RMDs ensure a steady flow of income for retirees while guaranteeing the government receives its share of taxes. By gradually accessing your retirement funds, you avoid depleting them too quickly and ensure you have a source of income throughout your golden years. Missing an RMD deadline can be costly, so understanding the rules is crucial.

Key RMD Points to Remember

  • Deadlines: The first RMD deadline is typically April 1 of the year following your 73rd birthday (if you turned 72 after 2022). Subsequent RMDs are generally due by December 31 of each year. Don't miss these deadlines!
  • Calculating Your RMD: The IRS provides life expectancy tables to determine your RMD. It's a simple formula: divide your retirement account's value by the IRS distribution period based on your age at year-end. You can find these tables on the IRS website.

Tax Impact of RMDs

Since RMDs are taxed as ordinary income, they can potentially push you into a higher tax bracket. Strategic planning with a financial advisor/tax professional can help minimize your tax burden. Consider factors like taking smaller, more frequent distributions throughout the year or utilizing tax-advantaged accounts like Health Savings Accounts (HSAs) to offset some of the tax impact.

Beyond the Basics

  • Inherited IRAs:  If you inherit an IRA, different RMD rules and timelines may apply depending on your relationship to the original account holder.
  • Roth IRAs:  While Roth IRA owners are not subject to RMDs during their lifetime, beneficiaries may be. As of 2024, designated Roth accounts are exempt from RMDs.
  • Missed RMDs: The penalty for missing an RMD is a hefty 25% of the undistributed amount. However, there's a glimmer of hope – you can potentially reduce the penalty to 10% by correcting the RMD within two years of the missed deadline.
  • Reporting RMDs: Financial institutions typically issue Form 1099-R to report RMDs on your tax return. Consulting a tax advisor can help you develop personalized strategies for managing RMDs effectively, ensuring they work seamlessly within your overall retirement income plan.

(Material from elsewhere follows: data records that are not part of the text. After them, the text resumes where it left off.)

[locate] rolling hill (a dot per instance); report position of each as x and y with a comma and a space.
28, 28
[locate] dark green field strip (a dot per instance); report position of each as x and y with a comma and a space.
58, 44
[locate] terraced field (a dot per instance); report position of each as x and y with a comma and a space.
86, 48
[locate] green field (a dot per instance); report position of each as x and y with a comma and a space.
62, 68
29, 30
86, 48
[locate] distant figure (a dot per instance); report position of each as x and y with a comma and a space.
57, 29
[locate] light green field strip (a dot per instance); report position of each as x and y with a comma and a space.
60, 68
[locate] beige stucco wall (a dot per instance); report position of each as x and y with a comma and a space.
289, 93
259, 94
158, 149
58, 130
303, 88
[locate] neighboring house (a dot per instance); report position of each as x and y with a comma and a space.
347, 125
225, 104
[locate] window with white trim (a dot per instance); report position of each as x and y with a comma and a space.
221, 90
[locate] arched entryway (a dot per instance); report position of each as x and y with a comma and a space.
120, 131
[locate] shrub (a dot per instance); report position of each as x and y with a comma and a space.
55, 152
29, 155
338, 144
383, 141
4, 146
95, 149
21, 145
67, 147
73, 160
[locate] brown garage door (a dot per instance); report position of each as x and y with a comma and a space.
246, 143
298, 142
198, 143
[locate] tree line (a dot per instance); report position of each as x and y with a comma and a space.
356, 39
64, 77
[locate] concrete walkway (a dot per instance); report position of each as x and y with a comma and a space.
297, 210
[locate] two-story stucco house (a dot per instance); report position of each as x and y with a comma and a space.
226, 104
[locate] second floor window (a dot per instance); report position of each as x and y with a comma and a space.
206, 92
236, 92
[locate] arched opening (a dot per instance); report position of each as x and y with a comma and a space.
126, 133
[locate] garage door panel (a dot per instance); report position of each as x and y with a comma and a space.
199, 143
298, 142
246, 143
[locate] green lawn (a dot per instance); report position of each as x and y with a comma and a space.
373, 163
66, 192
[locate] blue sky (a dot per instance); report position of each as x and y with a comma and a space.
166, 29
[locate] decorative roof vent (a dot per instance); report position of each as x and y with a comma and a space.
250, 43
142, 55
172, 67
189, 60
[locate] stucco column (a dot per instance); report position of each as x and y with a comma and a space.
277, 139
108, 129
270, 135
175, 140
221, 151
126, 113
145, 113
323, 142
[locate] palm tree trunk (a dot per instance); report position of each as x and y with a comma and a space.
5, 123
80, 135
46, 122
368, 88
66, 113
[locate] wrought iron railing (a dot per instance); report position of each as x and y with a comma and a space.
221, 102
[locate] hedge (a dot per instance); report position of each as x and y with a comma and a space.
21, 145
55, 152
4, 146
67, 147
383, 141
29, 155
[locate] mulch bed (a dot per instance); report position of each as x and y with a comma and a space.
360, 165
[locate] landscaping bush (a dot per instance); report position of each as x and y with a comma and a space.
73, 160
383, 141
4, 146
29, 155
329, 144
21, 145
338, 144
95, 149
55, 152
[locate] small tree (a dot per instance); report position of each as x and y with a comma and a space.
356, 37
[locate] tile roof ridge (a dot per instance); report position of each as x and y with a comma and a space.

Silver Lining for Long-Term Care

While RMDs can impact your tax situation, the SECURE 2.0 Act also offers a benefit for long-term care planning. Section 334 allows participants in certain retirement plans to distribute up to $2,500 per year towards premiums for qualified Long-Term Care Insurance contracts. These LTC policies must meet federal guidelines under Section 7702(b).

This distribution is exempt from the 10% early withdrawal penalty that typically applies to funds accessed before age 59 ½. It's important to note that not all Long-Term Care Insurance policies qualify; only plans providing "high quality coverage" are eligible. However, this provision can help ease the financial burden of potential long-term care needs while still allowing your retirement savings to grow.

Be sure to seek help from an experienced Long-Term Care Insurance specialist to ensure that your LTC policy provides appropriate coverage.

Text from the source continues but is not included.